Steve Hackett – 03/16/2017

By Thomas S. Orwat Jr.

From being an integral component of prog-rock pioneers, Genesis, to establishing himself as a successful solo artist; legendary guitarist, Steve Hackett, has always been a musician committed to excellence.

After spending the last few years concentrating on performing and re-recording many of the classic Genesis tracks that he was responsible for creating during his time with the band from 1972-1977, Hackett is back with a brand new solo record entitled, ‘Night Siren.’  Many music critics and die-hard fans feel that, ‘Night Siren,’ may very well be the best solo record of Hackett’s career.

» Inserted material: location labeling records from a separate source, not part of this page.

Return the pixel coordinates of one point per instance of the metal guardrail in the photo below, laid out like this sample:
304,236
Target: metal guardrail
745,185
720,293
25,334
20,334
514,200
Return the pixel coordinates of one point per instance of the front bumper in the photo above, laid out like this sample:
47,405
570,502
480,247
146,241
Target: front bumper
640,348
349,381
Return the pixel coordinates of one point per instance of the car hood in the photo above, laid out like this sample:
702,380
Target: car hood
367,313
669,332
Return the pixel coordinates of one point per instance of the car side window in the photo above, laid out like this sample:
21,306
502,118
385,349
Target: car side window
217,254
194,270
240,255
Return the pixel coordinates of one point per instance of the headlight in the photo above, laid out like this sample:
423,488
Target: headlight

‘Night Siren,’ is a 10-track release that showcases Hackett’s stunning guitar work, profound lyrics, and beautifully written musical compositions.  In addition to Hackett, this release is unique, in that it features musicians from all across the world.

Hackett just wrapped up a North American tour ealier this month.  He will be performing this spring all across Europe.

Here at Rock Music Star, we our honored to bring you this exclusive interview with Rock music legend, Steve Hackett!

RMS: Steve, your new studio release, ‘Night Siren,’  is a very impressive, diverse, profound musical masterpiece.  What do you feel was the most challenging aspect of recording this album?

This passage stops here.